Tim Horton, research director of the Fabian Society, writing in today's Guardian, has posed a challenge for the Labour Party:
Labour badly needs an agenda motivated by what is good about localism and mutualism, not what might be bad about the alternatives.
This goes to the heart of an official Labour Party consultation, misleadingly entitled: Refounding Labour. Is Ed Miliband, Labour's new leader proposing that the Party should be reconstituted? That's not mentioned anywhere in the 20+ page document to which he contributed the Foreword. Nor is it refered to by National Policy Forum chair Peter Hain. So we'll have to assume their intention is that the Labour Party will remain an unincorporated voluntary association. Now I know that one of my avid readers is very uncomfortable with any public discussion about this matter. Why might that be? Well in plain language being unincorporated means that each member is jointly and severally responsible for the Labour Party's finances with unlimited liability.

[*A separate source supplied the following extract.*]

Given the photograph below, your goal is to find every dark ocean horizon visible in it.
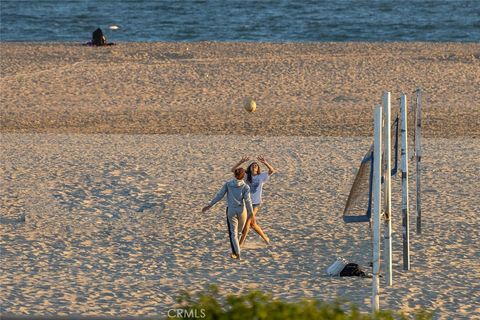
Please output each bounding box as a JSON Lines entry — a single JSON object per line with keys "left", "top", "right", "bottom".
{"left": 1, "top": 0, "right": 479, "bottom": 42}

What would be good is that if this were more widely understood. This is not just a Labour Party thing. It is a wonderful opportunity to expand the skill pool for localism and mutuality. The minute you want to launch a campaign, set up a club, or an activity that involves money, the need to adopt a written constitution looms large. Anyone who has tried opening a bank account for a voluntary body will testify to that.
So what was the Labour Party machine under New Labour doing? Shutting down branches based on electoral ward boundaries, and plundering their bank accounts and fixed assets. With it, Labour's capacity to knock on doors and retain local council seats atrophied. The rest is history.
That will be Labour's fate if it doesn't focus on what makes localism and mutualism tick, it's the governance, stupid.